A Good Code-Writer is Hard to Find

Learning to write programs stretches your mind, and helps you think better, creates a way of thinking about things that I think is helpful in all domains.—Bill Gates

Not only is it good mental gymnastics, but also a degree in Computer Science can get you into the six-figure pay rate zone by the middle of your career. Further, computer-programming jobs are growing at the incredible rate of twice the national average. Yet, statistics project that by the year 2020 there will be 1.4M computer science jobs and only 400,000 students who will graduate with a degree in the discipline. This means that there will be roughly one million more positions available than people qualified to fill them.

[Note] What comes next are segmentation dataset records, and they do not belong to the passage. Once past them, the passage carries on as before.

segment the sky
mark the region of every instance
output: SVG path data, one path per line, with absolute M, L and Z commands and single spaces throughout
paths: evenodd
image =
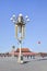
M 0 52 L 11 51 L 12 46 L 19 47 L 15 26 L 10 19 L 20 13 L 30 17 L 22 47 L 47 52 L 47 0 L 0 0 Z

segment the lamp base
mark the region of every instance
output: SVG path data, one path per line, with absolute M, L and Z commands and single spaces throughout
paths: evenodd
M 23 63 L 23 56 L 22 56 L 22 55 L 21 55 L 21 56 L 19 55 L 19 60 L 17 60 L 17 62 L 19 62 L 19 63 Z

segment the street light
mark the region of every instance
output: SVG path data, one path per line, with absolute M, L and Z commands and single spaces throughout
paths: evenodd
M 11 17 L 11 21 L 15 24 L 15 37 L 19 40 L 20 44 L 20 54 L 19 54 L 19 60 L 17 62 L 23 63 L 23 55 L 21 52 L 22 48 L 22 40 L 25 37 L 25 24 L 30 21 L 28 16 L 25 16 L 26 20 L 24 20 L 22 14 L 19 14 L 19 16 L 15 19 L 15 15 Z

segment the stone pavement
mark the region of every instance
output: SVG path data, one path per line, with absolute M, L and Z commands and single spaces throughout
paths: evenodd
M 15 57 L 0 57 L 0 71 L 47 71 L 47 59 L 24 59 L 23 64 L 17 63 Z

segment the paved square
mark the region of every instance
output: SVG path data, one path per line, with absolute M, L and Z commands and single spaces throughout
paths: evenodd
M 47 59 L 26 59 L 20 64 L 15 57 L 0 57 L 0 71 L 47 71 Z

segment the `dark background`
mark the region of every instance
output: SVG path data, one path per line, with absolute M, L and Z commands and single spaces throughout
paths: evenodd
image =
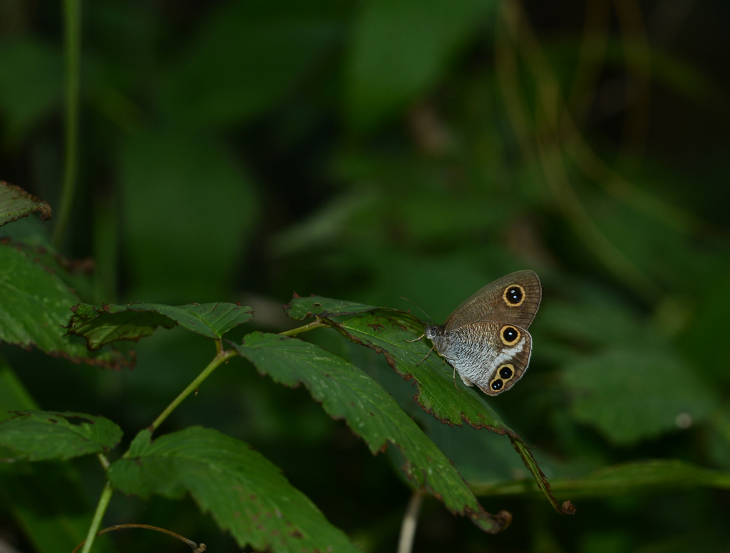
M 85 301 L 241 301 L 256 310 L 248 330 L 269 332 L 293 326 L 280 306 L 295 290 L 408 309 L 404 296 L 442 322 L 531 268 L 545 289 L 531 369 L 490 402 L 548 476 L 650 458 L 730 469 L 729 9 L 85 2 L 78 189 L 61 249 L 96 263 Z M 58 3 L 0 3 L 0 179 L 55 214 L 63 28 Z M 306 337 L 373 374 L 469 482 L 524 477 L 506 438 L 440 425 L 382 356 L 326 330 Z M 130 436 L 215 354 L 178 330 L 136 349 L 120 372 L 3 354 L 43 409 L 99 413 Z M 191 424 L 261 451 L 364 550 L 394 550 L 410 493 L 400 460 L 372 457 L 304 391 L 235 359 L 163 430 Z M 101 471 L 77 465 L 93 504 Z M 730 547 L 727 491 L 576 500 L 572 517 L 542 498 L 482 501 L 512 527 L 488 536 L 429 499 L 414 550 Z M 106 521 L 236 550 L 189 500 L 115 495 Z M 23 545 L 9 520 L 0 527 Z

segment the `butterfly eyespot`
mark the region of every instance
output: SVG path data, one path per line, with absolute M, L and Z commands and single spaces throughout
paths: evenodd
M 519 307 L 525 301 L 525 289 L 519 284 L 510 284 L 504 289 L 502 297 L 510 307 Z
M 505 380 L 509 380 L 515 374 L 515 367 L 512 365 L 502 365 L 499 367 L 499 376 Z
M 504 345 L 514 345 L 522 337 L 522 333 L 514 326 L 506 324 L 499 331 L 499 337 Z

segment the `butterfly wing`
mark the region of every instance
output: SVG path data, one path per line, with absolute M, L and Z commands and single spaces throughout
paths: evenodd
M 542 297 L 534 271 L 518 271 L 491 282 L 459 305 L 446 320 L 446 332 L 477 321 L 501 321 L 523 329 L 535 318 Z
M 486 394 L 496 396 L 509 390 L 527 370 L 532 337 L 511 322 L 474 323 L 446 336 L 448 347 L 439 353 L 465 383 L 476 384 Z

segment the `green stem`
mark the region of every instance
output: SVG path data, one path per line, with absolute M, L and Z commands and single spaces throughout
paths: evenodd
M 112 485 L 107 482 L 104 486 L 101 497 L 99 498 L 96 512 L 93 514 L 93 520 L 91 521 L 88 533 L 86 534 L 86 543 L 84 544 L 84 549 L 81 550 L 81 553 L 88 553 L 91 549 L 93 539 L 96 537 L 96 533 L 99 531 L 99 527 L 101 525 L 101 519 L 104 518 L 104 514 L 107 511 L 107 507 L 109 506 L 109 500 L 112 498 Z
M 66 50 L 66 113 L 64 184 L 61 208 L 53 243 L 58 248 L 71 217 L 76 188 L 79 144 L 79 95 L 81 88 L 81 0 L 64 0 L 64 48 Z
M 320 319 L 317 319 L 313 323 L 305 324 L 304 326 L 298 326 L 297 328 L 291 329 L 291 330 L 285 330 L 283 332 L 280 332 L 279 334 L 282 336 L 296 336 L 298 334 L 301 334 L 301 332 L 306 332 L 308 330 L 314 330 L 315 329 L 326 326 L 326 323 L 323 322 Z
M 183 399 L 197 390 L 201 383 L 207 378 L 210 375 L 210 373 L 218 368 L 218 365 L 237 355 L 238 353 L 237 353 L 234 350 L 228 350 L 228 351 L 221 352 L 218 355 L 215 356 L 215 357 L 213 358 L 213 360 L 208 364 L 208 366 L 203 369 L 203 372 L 201 372 L 197 377 L 188 385 L 188 388 L 180 392 L 180 394 L 172 400 L 172 403 L 167 406 L 167 408 L 160 414 L 159 417 L 155 419 L 155 422 L 153 422 L 150 426 L 150 429 L 153 432 L 157 430 L 164 420 L 169 416 L 170 413 L 174 411 L 175 407 L 180 405 L 182 402 Z

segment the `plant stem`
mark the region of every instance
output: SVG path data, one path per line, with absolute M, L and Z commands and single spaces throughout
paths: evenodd
M 76 188 L 79 144 L 79 95 L 81 74 L 81 0 L 64 0 L 64 35 L 66 50 L 66 113 L 64 154 L 64 184 L 61 208 L 53 230 L 53 243 L 58 248 L 71 216 Z
M 298 334 L 301 334 L 301 332 L 306 332 L 308 330 L 314 330 L 315 329 L 326 326 L 326 323 L 323 322 L 320 319 L 317 319 L 312 323 L 305 324 L 304 326 L 298 326 L 297 328 L 291 329 L 291 330 L 285 330 L 283 332 L 280 332 L 279 334 L 282 336 L 296 336 Z
M 415 528 L 418 524 L 418 515 L 420 514 L 420 506 L 423 503 L 423 493 L 420 490 L 414 490 L 411 495 L 406 514 L 403 516 L 401 524 L 401 537 L 398 540 L 398 553 L 410 553 L 413 548 L 413 538 L 415 537 Z
M 201 372 L 197 377 L 193 380 L 193 382 L 188 385 L 188 387 L 180 392 L 177 397 L 172 400 L 172 403 L 167 406 L 165 410 L 160 414 L 159 417 L 155 419 L 155 421 L 152 423 L 152 425 L 150 425 L 150 429 L 153 432 L 157 430 L 160 425 L 162 424 L 163 421 L 164 421 L 164 420 L 169 416 L 170 413 L 174 411 L 175 407 L 180 405 L 182 402 L 183 399 L 195 391 L 200 385 L 201 383 L 207 378 L 210 375 L 210 373 L 215 371 L 218 365 L 237 355 L 238 353 L 237 353 L 235 350 L 228 350 L 227 351 L 221 352 L 218 355 L 215 356 L 215 357 L 213 358 L 213 360 L 208 364 L 208 366 L 203 369 L 203 372 Z
M 84 549 L 81 550 L 81 553 L 88 553 L 91 549 L 93 539 L 96 537 L 96 532 L 99 531 L 99 527 L 101 525 L 101 519 L 104 518 L 104 514 L 107 511 L 107 507 L 109 506 L 109 500 L 112 498 L 112 484 L 107 481 L 101 492 L 101 497 L 99 498 L 96 512 L 93 514 L 93 519 L 89 527 L 88 533 L 86 534 L 86 543 L 84 544 Z

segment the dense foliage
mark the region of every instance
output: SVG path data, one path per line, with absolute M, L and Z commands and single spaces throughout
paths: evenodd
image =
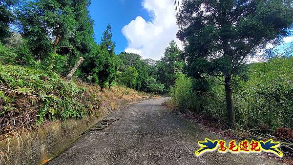
M 236 124 L 247 130 L 293 128 L 293 58 L 274 58 L 248 67 L 249 80 L 233 86 Z M 209 92 L 199 95 L 192 90 L 191 80 L 182 75 L 176 80 L 175 92 L 172 102 L 177 108 L 226 121 L 223 85 L 214 83 Z
M 202 92 L 208 90 L 207 77 L 224 78 L 231 126 L 235 124 L 232 78 L 242 74 L 248 57 L 289 35 L 293 15 L 290 0 L 183 1 L 177 36 L 186 45 L 186 69 L 201 82 L 195 85 Z

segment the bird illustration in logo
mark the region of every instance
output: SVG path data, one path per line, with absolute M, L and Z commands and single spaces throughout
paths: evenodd
M 195 151 L 195 154 L 196 156 L 199 156 L 204 152 L 208 151 L 213 151 L 216 148 L 218 144 L 218 141 L 212 141 L 208 138 L 203 142 L 198 142 L 198 145 L 201 146 L 200 148 Z
M 266 151 L 273 152 L 280 157 L 283 156 L 283 153 L 277 148 L 280 145 L 279 142 L 273 143 L 272 139 L 270 139 L 264 143 L 261 141 L 260 144 L 262 148 Z

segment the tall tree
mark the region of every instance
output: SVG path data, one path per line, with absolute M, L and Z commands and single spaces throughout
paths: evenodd
M 119 57 L 122 59 L 125 67 L 134 67 L 137 70 L 138 76 L 135 88 L 140 90 L 146 89 L 146 81 L 149 78 L 149 66 L 142 59 L 142 56 L 135 53 L 122 52 L 119 54 Z
M 103 32 L 103 37 L 101 38 L 101 45 L 102 48 L 108 50 L 109 54 L 113 55 L 115 43 L 112 41 L 113 34 L 111 31 L 111 25 L 108 23 L 106 30 Z
M 176 73 L 182 71 L 184 63 L 181 56 L 180 49 L 176 42 L 171 41 L 157 65 L 158 80 L 163 82 L 167 88 L 174 87 Z
M 11 8 L 17 2 L 17 0 L 0 0 L 0 41 L 2 42 L 11 34 L 9 24 L 15 20 Z
M 21 33 L 38 59 L 56 54 L 62 47 L 73 47 L 69 41 L 76 21 L 72 0 L 39 0 L 23 5 L 18 12 Z
M 291 0 L 185 0 L 177 18 L 189 76 L 224 77 L 228 121 L 235 117 L 233 75 L 245 59 L 269 43 L 277 44 L 293 23 Z
M 118 69 L 118 57 L 114 53 L 115 42 L 112 41 L 113 34 L 111 25 L 108 24 L 106 30 L 103 33 L 101 39 L 101 48 L 105 50 L 105 61 L 102 71 L 100 72 L 99 82 L 102 87 L 105 87 L 107 83 L 109 87 L 115 79 L 116 70 Z
M 70 46 L 61 47 L 59 53 L 68 54 L 68 65 L 71 68 L 80 57 L 84 57 L 90 53 L 96 43 L 94 38 L 94 21 L 87 9 L 90 0 L 73 0 L 71 6 L 74 13 L 74 32 L 68 39 Z

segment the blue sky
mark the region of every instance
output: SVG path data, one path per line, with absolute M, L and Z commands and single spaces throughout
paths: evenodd
M 150 19 L 147 11 L 142 7 L 141 0 L 94 0 L 89 10 L 95 21 L 97 42 L 100 42 L 107 24 L 111 24 L 116 54 L 124 51 L 127 46 L 127 40 L 121 32 L 122 28 L 137 16 L 142 16 L 147 21 Z
M 182 0 L 179 1 L 181 3 Z M 116 54 L 125 51 L 140 54 L 144 59 L 159 60 L 171 40 L 182 49 L 176 37 L 178 27 L 173 3 L 173 0 L 92 0 L 89 10 L 95 22 L 96 41 L 100 43 L 110 23 Z M 293 41 L 291 36 L 277 48 L 281 51 L 290 45 Z
M 111 24 L 116 54 L 126 51 L 159 60 L 171 40 L 181 43 L 173 0 L 93 0 L 89 10 L 97 43 Z

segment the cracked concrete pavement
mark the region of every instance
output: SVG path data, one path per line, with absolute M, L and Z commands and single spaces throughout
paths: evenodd
M 128 104 L 108 115 L 119 121 L 82 135 L 49 165 L 280 165 L 262 154 L 217 152 L 199 157 L 197 142 L 222 138 L 166 108 L 161 97 Z

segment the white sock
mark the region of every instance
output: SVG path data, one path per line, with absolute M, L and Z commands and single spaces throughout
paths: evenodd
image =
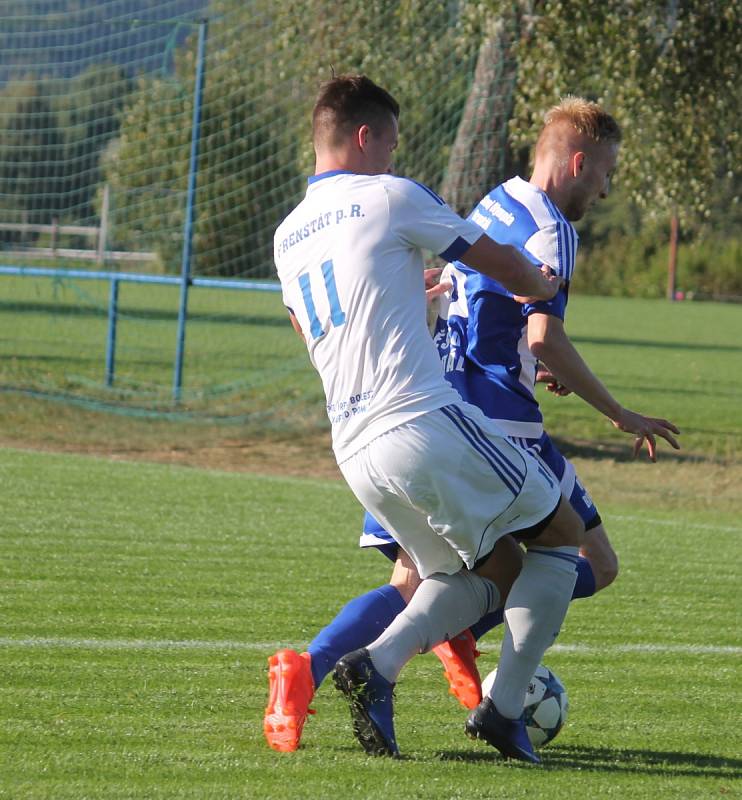
M 577 547 L 534 547 L 505 602 L 505 636 L 489 696 L 509 719 L 523 711 L 528 684 L 556 639 L 577 579 Z
M 417 588 L 407 608 L 368 645 L 371 660 L 388 681 L 395 683 L 412 656 L 427 653 L 499 605 L 495 584 L 473 572 L 431 575 Z

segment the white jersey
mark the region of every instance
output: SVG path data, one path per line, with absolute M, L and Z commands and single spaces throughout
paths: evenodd
M 344 171 L 310 178 L 278 227 L 284 303 L 322 379 L 338 462 L 461 401 L 428 333 L 421 249 L 451 261 L 481 236 L 421 184 Z

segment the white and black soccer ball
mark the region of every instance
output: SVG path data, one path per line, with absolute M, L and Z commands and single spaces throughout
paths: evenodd
M 489 694 L 495 681 L 496 669 L 482 681 L 482 695 Z M 564 684 L 543 664 L 539 664 L 526 692 L 523 710 L 526 714 L 526 731 L 534 747 L 548 744 L 562 729 L 567 720 L 569 700 Z

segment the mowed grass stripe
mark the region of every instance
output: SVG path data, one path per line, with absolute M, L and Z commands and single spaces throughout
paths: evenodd
M 0 480 L 0 797 L 687 800 L 742 776 L 740 537 L 689 525 L 733 514 L 622 505 L 606 483 L 622 572 L 545 659 L 570 719 L 529 770 L 464 737 L 433 655 L 399 682 L 400 762 L 360 751 L 329 681 L 301 750 L 266 746 L 269 652 L 389 576 L 338 484 L 22 452 Z M 680 524 L 612 518 L 644 509 Z
M 0 637 L 0 647 L 39 648 L 63 650 L 248 650 L 272 653 L 284 647 L 300 650 L 303 642 L 239 642 L 239 641 L 205 641 L 203 639 L 72 639 L 65 637 Z M 486 642 L 479 645 L 483 652 L 495 652 Z M 555 644 L 550 653 L 679 653 L 683 655 L 742 655 L 742 646 L 734 645 L 700 645 L 700 644 Z

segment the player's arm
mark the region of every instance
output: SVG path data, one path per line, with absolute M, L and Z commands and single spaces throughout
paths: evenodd
M 299 334 L 302 342 L 306 343 L 306 339 L 304 338 L 304 331 L 302 331 L 301 325 L 299 325 L 299 320 L 296 318 L 294 312 L 291 309 L 289 309 L 288 311 L 289 311 L 289 319 L 291 320 L 291 326 Z
M 494 278 L 521 302 L 551 300 L 562 285 L 560 278 L 544 267 L 538 269 L 510 245 L 497 244 L 486 234 L 480 236 L 459 257 L 472 269 Z
M 559 317 L 531 314 L 528 317 L 528 346 L 560 384 L 569 386 L 585 402 L 608 417 L 616 428 L 636 435 L 634 455 L 639 453 L 646 441 L 649 457 L 656 461 L 656 436 L 665 439 L 676 450 L 679 449 L 680 445 L 672 434 L 680 431 L 672 422 L 637 414 L 624 408 L 613 397 L 572 344 Z

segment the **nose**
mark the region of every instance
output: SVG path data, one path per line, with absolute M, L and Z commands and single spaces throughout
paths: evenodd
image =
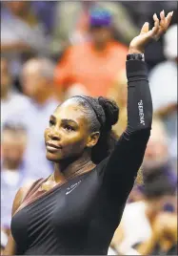
M 49 138 L 52 140 L 60 140 L 59 132 L 56 129 L 51 129 L 48 134 Z

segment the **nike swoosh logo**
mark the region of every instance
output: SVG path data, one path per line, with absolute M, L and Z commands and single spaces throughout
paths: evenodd
M 80 184 L 80 181 L 74 186 L 71 188 L 71 190 L 66 192 L 66 195 L 69 194 L 71 191 L 73 191 L 78 185 Z

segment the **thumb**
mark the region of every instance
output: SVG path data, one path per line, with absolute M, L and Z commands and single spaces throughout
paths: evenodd
M 140 34 L 143 34 L 143 33 L 146 33 L 148 32 L 148 22 L 145 22 L 142 29 L 141 29 L 141 32 L 140 32 Z

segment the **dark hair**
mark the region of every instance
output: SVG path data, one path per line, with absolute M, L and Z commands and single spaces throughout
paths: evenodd
M 21 123 L 5 122 L 2 127 L 2 131 L 10 132 L 27 132 L 26 127 Z
M 76 96 L 74 97 L 84 108 L 89 119 L 90 132 L 100 132 L 98 142 L 91 150 L 91 160 L 98 164 L 109 157 L 115 147 L 118 138 L 112 131 L 112 125 L 119 118 L 119 108 L 115 101 L 103 96 L 95 98 Z

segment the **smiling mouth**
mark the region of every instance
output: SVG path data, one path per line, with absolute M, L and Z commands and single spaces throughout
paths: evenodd
M 49 152 L 54 152 L 54 151 L 58 151 L 61 149 L 61 146 L 58 146 L 52 143 L 47 143 L 46 147 L 47 147 L 47 150 Z

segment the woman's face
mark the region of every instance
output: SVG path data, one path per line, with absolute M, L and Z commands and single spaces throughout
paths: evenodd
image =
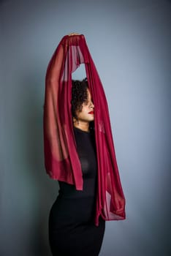
M 88 98 L 87 102 L 83 102 L 82 106 L 81 111 L 76 111 L 76 115 L 78 119 L 78 121 L 82 122 L 90 122 L 94 121 L 94 105 L 91 100 L 91 96 L 90 91 L 87 89 Z

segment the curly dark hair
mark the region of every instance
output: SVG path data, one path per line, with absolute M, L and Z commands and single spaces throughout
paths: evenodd
M 88 88 L 87 78 L 83 80 L 72 80 L 72 116 L 77 120 L 76 111 L 81 111 L 83 103 L 88 99 L 87 89 Z

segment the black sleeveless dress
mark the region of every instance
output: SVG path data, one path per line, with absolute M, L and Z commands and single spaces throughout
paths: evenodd
M 53 256 L 98 256 L 105 221 L 94 225 L 97 168 L 94 135 L 74 127 L 83 190 L 59 182 L 59 194 L 49 215 L 49 241 Z

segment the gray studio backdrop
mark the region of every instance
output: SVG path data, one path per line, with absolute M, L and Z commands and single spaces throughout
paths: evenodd
M 58 187 L 44 167 L 45 76 L 73 31 L 105 90 L 126 199 L 126 219 L 107 222 L 100 256 L 169 256 L 170 15 L 164 0 L 0 1 L 1 256 L 50 256 Z

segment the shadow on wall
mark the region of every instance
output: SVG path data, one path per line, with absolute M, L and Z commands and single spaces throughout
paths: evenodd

Perhaps this is because, ironically, only nine out of ten colleges and universities even offer classes in computer programmer. Further, 41 out of 50 states do not recognize coding classes as counting toward the math or science credits that are required for graduation. These days, when many English majors end up working as bartenders or wait staff, computer science majors have no trouble landing jobs in their field. Computers are instrumental in creating jobs, hence; people who are able to write code are among professionals with highest earning potential in the US.

New-Age Literacy

According to some, learning to write code is akin to being literate. There are so many benefits in becoming a coding guru! Exposing children to the coding environment puts them on the fast track to learning everything better and faster. It’s also a huge confidence builder—especially for girls who are stereotyped as “bad at math,”—and it stimulates creativity. Coding is like a vitamin for both sides of the brain, and is the key to the crème de la crème professions in the United States.  Learning to write code offers the potential to advance an entire generation of young Americans irrespective of ethnicity, gender, or socioeconomic status.

The Fear of the Unknown

So, what’s the hold-up? Could it be the age-old misconception that if we don’t understand something, it must be bad? Few of us took computer-programming classes in school. That sort of thing was reserved for nerds and geniuses. Nowadays, low-income public schools are successfully teaching fifth graders–boys and girls—to write code. As well, kindergartners are able to easily absorb the basics of iPad apps.

Who knew?

Welcome to Code.Org!

http://www.Code.org is a non-profit organization committed to the advancement and availability of computer programming education.

Their agenda:

ï  Alerting the world to the deficit of computer programmers

ï  Learning to write code is not as difficult as one might think

ï  Creating a solid database of programming schools, including online courses, brick & mortar institutions, and summer camps

The mission of code.org is to ensure that all students everywhere have the opportunity to learn to write code.  Further, computer science and programming should play integral roles in the core curriculum in education, in conjunction with other (STEM) courses, for example, physics and algebra, biology, and chemistry.